All these characters observe themselves through others, their point of observation is a mirror in front of and behind which they sit. This effect is explicit in I Do As the Swimmer in the Sea, which opens with a narrator announcing he is the ink for the voice of DZ, a character into which he projects himself and who will narrate the events that led him to burning his visa and passport and move to the Sonacotra estate outside Paris. A burning of bridges to attest that except memory and blood, no physical connection now remains.

Fershily rani sakran  (Spread my bed, I am drunk – Cheb Khaled)

Not one of Aïssat’s novels is bitter or frontal. They are melancholic, and Aïssat is often humourous too, recognizing with good grace that exile, like fate, laughs at us all. It is music that appeases his characters, particularly the mandole of the grand master of Chaabi music, El Hadj M’hamed El Anka, and his touchiya after which the first chapter of The Precipice Estate is named. Aïssat was working on a volume on El Anka before he died. Perhaps one day, that volume will be published posthumously.

Cheb Khaled is often heard among the pages too.

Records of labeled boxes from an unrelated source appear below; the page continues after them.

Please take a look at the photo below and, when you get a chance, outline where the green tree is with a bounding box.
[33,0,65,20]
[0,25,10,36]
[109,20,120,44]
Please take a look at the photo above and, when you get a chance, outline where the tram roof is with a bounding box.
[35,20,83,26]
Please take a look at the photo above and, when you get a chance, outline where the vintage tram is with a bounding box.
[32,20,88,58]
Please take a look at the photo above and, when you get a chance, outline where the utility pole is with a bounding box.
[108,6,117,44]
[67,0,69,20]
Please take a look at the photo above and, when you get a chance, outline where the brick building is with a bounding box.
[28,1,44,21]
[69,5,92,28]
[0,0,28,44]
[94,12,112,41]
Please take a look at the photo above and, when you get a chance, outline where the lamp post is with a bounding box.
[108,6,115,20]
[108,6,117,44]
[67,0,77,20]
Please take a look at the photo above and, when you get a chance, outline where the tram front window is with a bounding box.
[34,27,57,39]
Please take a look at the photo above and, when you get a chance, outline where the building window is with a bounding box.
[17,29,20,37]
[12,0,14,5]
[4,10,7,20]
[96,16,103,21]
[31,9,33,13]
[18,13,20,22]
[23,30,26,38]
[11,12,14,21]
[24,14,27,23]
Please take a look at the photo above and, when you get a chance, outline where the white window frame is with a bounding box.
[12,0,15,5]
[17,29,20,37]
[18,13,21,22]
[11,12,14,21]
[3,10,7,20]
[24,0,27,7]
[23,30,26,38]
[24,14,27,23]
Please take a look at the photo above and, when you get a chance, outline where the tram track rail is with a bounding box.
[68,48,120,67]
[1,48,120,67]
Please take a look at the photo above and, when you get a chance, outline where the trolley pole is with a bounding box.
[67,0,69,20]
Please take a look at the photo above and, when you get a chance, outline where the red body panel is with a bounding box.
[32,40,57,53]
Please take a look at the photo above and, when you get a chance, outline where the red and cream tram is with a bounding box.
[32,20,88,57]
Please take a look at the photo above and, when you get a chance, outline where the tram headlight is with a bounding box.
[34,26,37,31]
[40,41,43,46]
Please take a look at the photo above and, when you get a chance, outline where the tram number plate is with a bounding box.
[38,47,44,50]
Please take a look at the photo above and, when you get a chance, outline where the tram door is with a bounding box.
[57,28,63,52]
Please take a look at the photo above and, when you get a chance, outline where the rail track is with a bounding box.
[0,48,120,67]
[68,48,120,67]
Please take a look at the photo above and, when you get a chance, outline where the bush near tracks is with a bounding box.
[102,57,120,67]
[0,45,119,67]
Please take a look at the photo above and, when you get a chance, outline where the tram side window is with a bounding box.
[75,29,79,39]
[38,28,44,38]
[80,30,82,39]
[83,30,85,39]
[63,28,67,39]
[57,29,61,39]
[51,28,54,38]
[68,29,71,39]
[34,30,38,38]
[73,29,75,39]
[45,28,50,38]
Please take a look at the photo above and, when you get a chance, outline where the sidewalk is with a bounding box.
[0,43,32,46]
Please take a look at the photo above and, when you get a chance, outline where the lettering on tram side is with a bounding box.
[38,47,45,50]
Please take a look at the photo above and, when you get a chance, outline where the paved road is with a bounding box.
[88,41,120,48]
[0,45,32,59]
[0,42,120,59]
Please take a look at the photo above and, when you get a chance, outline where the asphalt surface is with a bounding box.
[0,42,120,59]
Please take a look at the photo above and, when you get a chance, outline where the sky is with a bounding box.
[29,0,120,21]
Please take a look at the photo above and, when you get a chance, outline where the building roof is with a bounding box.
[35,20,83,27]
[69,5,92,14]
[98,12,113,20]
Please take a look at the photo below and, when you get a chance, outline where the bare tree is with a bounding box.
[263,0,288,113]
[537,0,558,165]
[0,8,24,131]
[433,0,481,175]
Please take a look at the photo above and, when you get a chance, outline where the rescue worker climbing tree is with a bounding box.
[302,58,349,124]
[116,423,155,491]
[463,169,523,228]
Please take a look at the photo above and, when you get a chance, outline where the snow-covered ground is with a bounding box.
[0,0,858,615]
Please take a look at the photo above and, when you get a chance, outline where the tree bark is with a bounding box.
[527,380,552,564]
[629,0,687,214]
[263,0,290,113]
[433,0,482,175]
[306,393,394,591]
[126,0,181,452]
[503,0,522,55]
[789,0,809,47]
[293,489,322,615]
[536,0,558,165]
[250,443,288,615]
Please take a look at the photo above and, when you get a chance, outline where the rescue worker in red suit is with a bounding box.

In I Do As the Swimmer in the Sea, before leaving for Latin America, CK, who is forever leaving to “seek a meaning to what he feels is disconnecting inside of him,” gives DZ all his tapes of classic tango.

The cleansing  effect of urine

One of the most striking element in Aïssat’s work is his portrayal of the soothing and cleansing effect of urine. Boualem, in The Precipice Estate, and DZ, in I Do As the Swimmer in the Sea, are two adults on the verge of being broken. Both are about to take a crucial step. Their decision is made after a night of tempestuous dreams. Boualem relives the torture he endured during his four day incarceration by the military men looking for his brother. DZ is locked in a dream made of fear and a repressed memory of loss he can’t escape.

Both adult men wake up having urinated on themselves during their sleep. DZ consciously urinates in his bed in between dreams. But they are not ashamed or embarrassed; rather, they are surprised and relieved physically and emotionally. Urinating in their bed and on their own skin has comforted and calmed them. It has brought them closer to having found a point of re-entry into a safe place, childhood, where the slate was clean, the womb from which everything was once possible. This point of entry is also a point of exit from pain. Both will take a momentous step after this episode.
I have not yet stumbled upon another Algerian writer in French who has incorporated urine in any manner into his work, but in Arabic, as far as body fluids go, Said Khatibi’s main character Kahina, in his tragicomic The Book of Faults (Kitab el khataya), doesn’t shy away from describing the comical situations menstrual blood, tampons, and abortion has led her into.

Algerian fiction is better known, in Algeria and beyond, for its narratives of tragedies directly related to war, through which seeps the undiluted memory of ruthless violence. Underground, however, a magnificent layer lies, one that is deeply connected to an ancestral oral literary tradition, to its animals, its magic realism and delicious wit. This connection, present in many contemporary works of fiction, is reshaping their exploration of the seat of all our emotions, tessa*.

*Tessa is the liver in Kabyle, the language of the Berbers of the north of Algeria.